The key oxidation in glycolysis is the conversion of glyceraldehyde-3-P to 3-P-glyceric acid, analogous to (but more complicated than) the second step in ethanol oxidation. The difference is that in glycolysis it is done in two steps. Why? The idea is that you learn in sophomore organic that aldehydes are easily oxidized. So NAD+ + ethanol is energetically very favorable. Where does the energy go? There is no mechanism for capturing the energy and it is wasted as heat. For glycolysis, however, instead of letting the oxidation run straight through, the enzyme (Ga-3-P dehydrogenase) uses the energy of oxidation to make a high energy compound 1,3-bisphosphoglycerate. This compound can then be coupled (catalyzed by 3-P-glycerate kinase) to the synthesis of ATP. So the combination of the two steps allows some of the energy to be captured.

Both fructose and glucose feed this reaction in glycolysis which is a different pathway from the ethanol reaction. Another important difference is that, at some point, the NAD pathway cannot keep up with high ethanol and it becomes a drug or toxin, if you like. There is a separate oxidative process, the P450 system, which might reasonably be called detoxification. No such system exists for fructose as far as I know. Calling fructose a toxin doesn't have an obvious correlate in metabolism.

daviddespain.secret said...

Thank you for this wonderful insight, Professor Feinman. If I get a chance, I'll write something up about it.

FYI - For those of you who don't know him, Richard Feinman is professor of Cell Biology at SUNY.

Diana said...

David, "illicit attention" - illicit means illegal. I think the word you want is "elicit." Sorry, I am a former copy editor.

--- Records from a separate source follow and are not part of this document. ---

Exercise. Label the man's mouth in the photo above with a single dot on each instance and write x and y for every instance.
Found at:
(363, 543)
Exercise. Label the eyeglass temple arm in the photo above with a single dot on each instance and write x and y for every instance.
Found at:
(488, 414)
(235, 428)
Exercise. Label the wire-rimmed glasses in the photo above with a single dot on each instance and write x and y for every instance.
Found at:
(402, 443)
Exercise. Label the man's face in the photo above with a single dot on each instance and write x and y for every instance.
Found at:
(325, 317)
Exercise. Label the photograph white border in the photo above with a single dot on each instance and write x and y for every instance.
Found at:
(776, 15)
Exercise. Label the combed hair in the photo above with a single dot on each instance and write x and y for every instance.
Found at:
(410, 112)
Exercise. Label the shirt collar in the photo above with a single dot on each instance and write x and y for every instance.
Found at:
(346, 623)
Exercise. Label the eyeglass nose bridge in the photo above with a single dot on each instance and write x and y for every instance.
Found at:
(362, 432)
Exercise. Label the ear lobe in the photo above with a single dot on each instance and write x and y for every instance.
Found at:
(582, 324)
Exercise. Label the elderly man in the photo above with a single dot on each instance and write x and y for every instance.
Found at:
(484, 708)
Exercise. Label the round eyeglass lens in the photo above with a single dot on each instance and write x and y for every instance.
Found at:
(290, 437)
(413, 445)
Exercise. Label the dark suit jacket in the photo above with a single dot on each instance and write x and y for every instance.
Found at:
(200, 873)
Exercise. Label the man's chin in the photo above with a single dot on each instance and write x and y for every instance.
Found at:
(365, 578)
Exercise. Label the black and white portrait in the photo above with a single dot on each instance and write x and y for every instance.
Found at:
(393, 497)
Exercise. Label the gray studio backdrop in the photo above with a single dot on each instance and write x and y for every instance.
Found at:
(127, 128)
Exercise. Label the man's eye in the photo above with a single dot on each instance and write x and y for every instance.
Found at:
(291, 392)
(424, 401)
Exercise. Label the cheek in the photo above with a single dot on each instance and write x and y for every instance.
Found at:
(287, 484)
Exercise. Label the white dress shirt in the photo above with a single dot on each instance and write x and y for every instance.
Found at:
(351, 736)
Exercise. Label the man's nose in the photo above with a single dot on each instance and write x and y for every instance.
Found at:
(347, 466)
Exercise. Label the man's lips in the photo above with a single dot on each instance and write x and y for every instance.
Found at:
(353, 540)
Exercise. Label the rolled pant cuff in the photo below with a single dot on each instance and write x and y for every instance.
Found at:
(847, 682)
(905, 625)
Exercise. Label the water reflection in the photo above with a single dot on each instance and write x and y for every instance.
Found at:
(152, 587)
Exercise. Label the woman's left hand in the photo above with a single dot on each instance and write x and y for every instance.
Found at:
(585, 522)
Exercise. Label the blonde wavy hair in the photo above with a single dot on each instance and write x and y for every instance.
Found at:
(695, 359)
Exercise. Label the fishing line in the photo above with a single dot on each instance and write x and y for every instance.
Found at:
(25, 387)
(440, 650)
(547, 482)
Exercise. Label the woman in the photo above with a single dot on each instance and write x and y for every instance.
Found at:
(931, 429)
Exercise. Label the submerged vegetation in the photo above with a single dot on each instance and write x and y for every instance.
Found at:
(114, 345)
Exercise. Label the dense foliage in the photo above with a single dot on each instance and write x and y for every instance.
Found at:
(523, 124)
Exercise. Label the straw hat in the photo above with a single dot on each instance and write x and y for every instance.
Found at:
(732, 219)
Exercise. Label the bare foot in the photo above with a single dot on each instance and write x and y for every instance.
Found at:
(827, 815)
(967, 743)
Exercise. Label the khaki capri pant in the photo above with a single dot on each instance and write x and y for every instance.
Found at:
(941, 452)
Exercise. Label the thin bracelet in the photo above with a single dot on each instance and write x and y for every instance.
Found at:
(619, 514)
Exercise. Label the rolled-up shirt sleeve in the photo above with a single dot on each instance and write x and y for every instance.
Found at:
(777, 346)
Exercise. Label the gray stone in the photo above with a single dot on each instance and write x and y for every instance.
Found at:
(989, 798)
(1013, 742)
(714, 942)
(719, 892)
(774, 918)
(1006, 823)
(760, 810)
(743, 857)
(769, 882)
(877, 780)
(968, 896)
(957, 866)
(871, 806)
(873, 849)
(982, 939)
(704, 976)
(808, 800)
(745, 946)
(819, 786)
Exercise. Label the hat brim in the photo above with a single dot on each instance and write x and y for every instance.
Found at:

daviddespain.secret said...

Diana,

Oops! I knew that. I'll change it. Thanks for letting me know.

David

myocyte said...

Thank you. Very timely discussion.
Lustig's dismissal of exercise as important in weight control is counterintuitive and in conflict with population studies and everyday experience, but the calories burned during exercise are indeed fairly minimal. Can David or someone summarise the metabolic reasons why exercise is indeed important to prevent and treat weight gain?
Lustig also does not believe that Calories consumed should balance Calories burned. This is contrary to both the laws of thermodynamics and nearly all known metabolic and nutritional knowledge, yet he offers little evidence to support his extraordinary but appealing view.
I hope Australian journalists find your blogs before Lustig's book is released here.